何 ぉ という汎用性の高い(=どうとでも取れるような)言葉であるが故に、その依存率は高く、何でも自分の文章に(何 や(ぉ を付けることによってその文章に色々な効能を付加する事が出来るのだ。
例えば、自分が思い上がっているかのような文章を書いた後に(何 を付加することにより「俺、そんなこと本当は思ってないんだよ、ボケだってボケ! あはははは、何言ってるんだろうね俺ってばあはははは」という語尾が読み手各々によって付け加えられるのである。
これは非常に不愉快である。
自分の書いた文章が不敬に当たるかもしれ無いと思うや否や、すぐに(何 (ぉ で打ち消す事によって事なきを得ようと言うのだ。

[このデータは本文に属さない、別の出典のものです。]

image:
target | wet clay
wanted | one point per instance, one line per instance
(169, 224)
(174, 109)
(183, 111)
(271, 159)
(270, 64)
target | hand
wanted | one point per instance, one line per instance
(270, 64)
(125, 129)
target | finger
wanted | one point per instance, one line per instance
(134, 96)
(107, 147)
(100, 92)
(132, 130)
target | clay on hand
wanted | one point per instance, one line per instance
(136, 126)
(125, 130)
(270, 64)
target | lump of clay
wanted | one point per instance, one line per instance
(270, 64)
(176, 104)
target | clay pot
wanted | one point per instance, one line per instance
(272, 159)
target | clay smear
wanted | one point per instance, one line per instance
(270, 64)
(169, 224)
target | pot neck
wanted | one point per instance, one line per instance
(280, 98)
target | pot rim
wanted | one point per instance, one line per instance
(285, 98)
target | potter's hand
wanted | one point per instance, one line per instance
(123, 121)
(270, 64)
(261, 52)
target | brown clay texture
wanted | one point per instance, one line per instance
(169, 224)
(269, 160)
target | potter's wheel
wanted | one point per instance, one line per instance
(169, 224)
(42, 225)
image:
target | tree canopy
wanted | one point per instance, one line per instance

これによって自分の文章に(何 (ぉ を乱発し、相手の心に傷をつけないように気を配っているという表向きをするのである。
汎用性が高いために読み手が最善の判断をしてくれると思い込み、それが当然であるかのように振舞う。
その結果、文章自体が傍若無人・意味不明となり、それでいて「それでもこうやって自分で正しているんだから許してくれるんでしょ?」というふてぶてしさを感じるのである。

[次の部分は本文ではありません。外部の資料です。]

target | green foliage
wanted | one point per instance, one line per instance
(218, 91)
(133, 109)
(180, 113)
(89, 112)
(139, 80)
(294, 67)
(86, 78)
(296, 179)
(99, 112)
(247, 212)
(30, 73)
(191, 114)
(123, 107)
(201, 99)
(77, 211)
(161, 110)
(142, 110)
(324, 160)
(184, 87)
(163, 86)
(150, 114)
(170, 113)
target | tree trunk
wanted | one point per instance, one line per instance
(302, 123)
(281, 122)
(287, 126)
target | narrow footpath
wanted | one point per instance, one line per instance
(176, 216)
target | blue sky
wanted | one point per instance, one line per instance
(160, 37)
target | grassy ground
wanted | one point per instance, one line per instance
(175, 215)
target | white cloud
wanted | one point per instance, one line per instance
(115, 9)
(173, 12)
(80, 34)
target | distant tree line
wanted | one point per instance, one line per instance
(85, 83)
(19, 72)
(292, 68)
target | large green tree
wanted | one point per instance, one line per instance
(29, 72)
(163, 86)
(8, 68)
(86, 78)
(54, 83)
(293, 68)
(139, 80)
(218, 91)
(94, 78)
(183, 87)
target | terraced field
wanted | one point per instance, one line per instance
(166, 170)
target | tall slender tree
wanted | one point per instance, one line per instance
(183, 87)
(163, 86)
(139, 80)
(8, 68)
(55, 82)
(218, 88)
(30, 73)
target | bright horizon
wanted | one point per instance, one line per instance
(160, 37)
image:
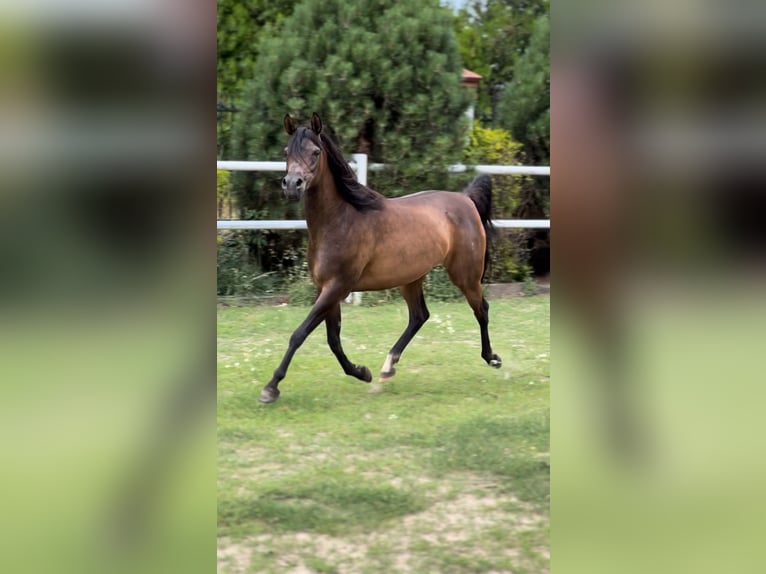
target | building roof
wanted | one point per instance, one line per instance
(470, 78)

想像して欲しい、実際のツッコミにおいて、最も汎用的なものは「何でやねん」あるとしよう。
会話しているときに偉そうな事や突拍子もないことを言い、その後人に向かっていきなり「何でやねん」とツッコミを入れる自分の姿を。
精神病でなければ、よほど独特なセンスの持ち主である。少なくとも、私は知人にも居て欲しくないほどサムさキモさを感じるのである。

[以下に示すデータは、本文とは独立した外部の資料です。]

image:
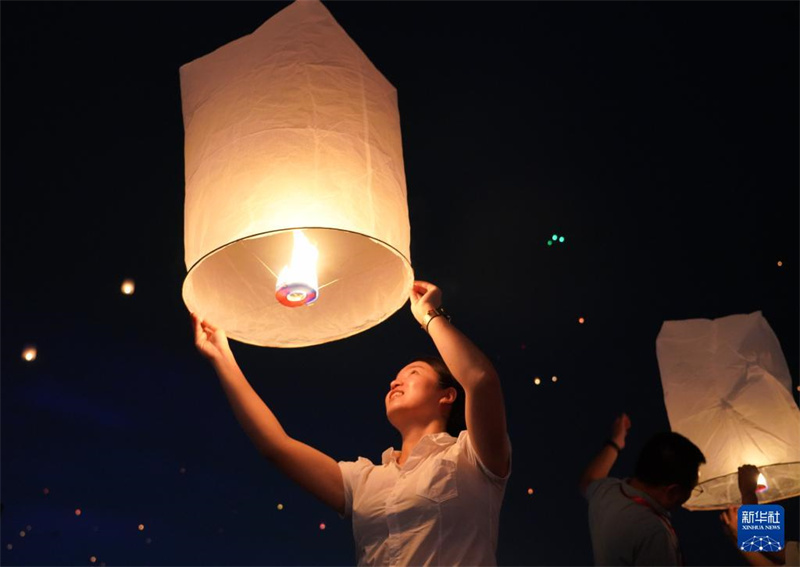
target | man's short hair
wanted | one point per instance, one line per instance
(669, 458)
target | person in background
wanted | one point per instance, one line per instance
(748, 483)
(629, 519)
(437, 500)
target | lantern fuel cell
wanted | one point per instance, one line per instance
(290, 131)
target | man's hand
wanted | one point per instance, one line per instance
(619, 430)
(424, 297)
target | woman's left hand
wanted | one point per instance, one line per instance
(424, 297)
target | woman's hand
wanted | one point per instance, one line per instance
(730, 522)
(424, 297)
(210, 341)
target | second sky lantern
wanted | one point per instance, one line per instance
(296, 225)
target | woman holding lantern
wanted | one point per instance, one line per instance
(435, 501)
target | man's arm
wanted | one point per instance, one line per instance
(601, 465)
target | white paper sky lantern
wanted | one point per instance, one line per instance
(293, 136)
(727, 388)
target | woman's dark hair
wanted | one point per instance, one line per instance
(669, 458)
(456, 422)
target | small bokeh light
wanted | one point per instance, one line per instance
(128, 287)
(29, 353)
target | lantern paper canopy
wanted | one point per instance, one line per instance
(727, 388)
(292, 138)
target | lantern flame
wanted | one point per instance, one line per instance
(128, 287)
(297, 283)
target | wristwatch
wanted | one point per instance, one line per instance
(433, 314)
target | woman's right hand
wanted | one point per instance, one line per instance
(211, 341)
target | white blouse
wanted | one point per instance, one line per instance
(442, 507)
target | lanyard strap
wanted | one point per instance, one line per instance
(643, 502)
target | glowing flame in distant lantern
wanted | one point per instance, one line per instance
(128, 287)
(297, 283)
(761, 483)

ここで「しかし、先ほど言ったように読み手が勝手に解釈してくれるのだからオールマイティで良いではないか」という反論をするかもしれない。
昔に議論された(笑)のように、どのような笑いであるか分からない表現は、読み手や話の内容によって修正され細かい意味での笑いに変化する。
しかし、この(笑)でも問題になったように、読み手の解釈は最善ではなく、精神状態に依存する厄介なものであるという点を忘れてはなら無い。
相手が怒っているときにメールなどで「そう怒るなって(笑)」と送った場合、喧嘩を売っているとしか思われない場合だって十分ありうるであろう。
オールマイティとは、最悪の解釈すらありうるということに他ならないのだ。
相手の神経を逆撫でした前例があるというのに、それでもまだ使い続ける「オールマイティ解釈記号」には、悪意以外の何物も感じない。
しかも、まだ先輩である(笑)ですら市民権の確立を済ませていないのである。
であるから(爆笑 (微笑 などといったオールマイティ性のある程度コントロールした表現が発生し、この問題の緩和に役立っている。
最終的にはほぼ100%(≒実際に目の前で笑って見せるのと同程度)の説明文を付加すれば誤解はなくなるのだが、そこは利便性によって多少の犠牲となり、簡略化はある程度許されるようになる。
ならば、(何 (ぉ もある程度説明文を増やす事によって誤解や不敬さを軽減する事が可能なはずである。
何せ、(笑)などよりもはるかに説明しやすいのが(何 (ぉ である。
漫才にツッコミが無限にあるのと同じように、自分の文章も具体的に否定できるはずである。